Option 4: The color map. sometimes, you need to characterize the behavior of some measured quantity as you change not one but two other parameters. In such cases, you can make a visual representation of the system by mapping your measured value onto the color (or greyscale density) of points on a two-dimensional grid, where the grid coordinates represent the values of the two variable parameters. These are tricky to interpret, and a friend at work still gives me grief about the color plots of SteelyKid’s feeding schedule from back in the day, but it’s a category of plot that’s reasonably common these days, since computers have gotten powerful enough to make these more or less effortlessly.
There are tons of variants on these– you can turn a color map into a surface plot, or make a scatter plot with two different axes, or stacked-bar graphs– but these are the most basic methods for presenting data to someone else who might be interested in it.
STEP 2: Remember your audience No matter who you’re preparing the graph for, even other people in the same lab, they won’t be as familiar with the data as you are. Keep that in mind, and work to make your graph as self-explanatory as possible:
—Keep it simple Yes, you can use modern scientific software to make a scatter plot with fifteen different quantities, two separate vertical axes, with three inset plots and a 3-D surface map on the side. But nobody will ever be able to make sense of that unless they already understand the data as well as you do. As much as possible, you want to keep your graph simple: if you’re comparing things, pare it down to only the 2-3 most representative of whatever it is you’re trying to show.
—Make it clear If you’re plotting multiple quantities, make sure that they’re visually distinct. Don’t make a graph with points that are distinguished only by color (some people won’t be able to see that), but make sure that the shapes of the markers are easily distinguishable. Make sure that different datasets in a scatter plot aren’t on top of each other (unless that’s the point you’re trying to make), that the bars on your bar graph are wide enough to show up clearly, that your histogram doesn’t have an excessive number of bins, and so on.

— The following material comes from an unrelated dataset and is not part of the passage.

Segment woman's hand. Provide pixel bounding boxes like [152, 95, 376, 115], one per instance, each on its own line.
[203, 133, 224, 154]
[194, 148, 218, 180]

—Label everything No matter what sort of plot you’re making, make sure that it has clear, comprehensible descriptive labels for everything that matters. Your axes should be readily identifiable, with appropriate units (or lack thereof) provided. If you’re plotting a calculated quantity that isn’t represented by absolutely standard notation, label the relevant axis in words. There’s nothing worse than coming across a scatter plot with axes labelled only with those squiggly Greek letters that nobody can keep straight (lowercase zeta? lowercase xi? who can tell?) and having to go searching through the body of a paper to find the definition. If you’re using multiple symbols, there should either be a clear legend in the plot itself, or a clear statement of what each represents in the figure caption.
A good visual presentation of data can make a complicated result come clear in an instant. A bad visual presentation of data will remain baffling no matter how many times you read its description. There aren’t any hard and fast rules here that can never be broken, but if you take this advice as a starting point, you’ll be fairly safe.
(I’m probably forgetting a few items that will come to me five minutes after this psot goes live. Just in case I don’t think of them, though, feel free to point them out in the comments.)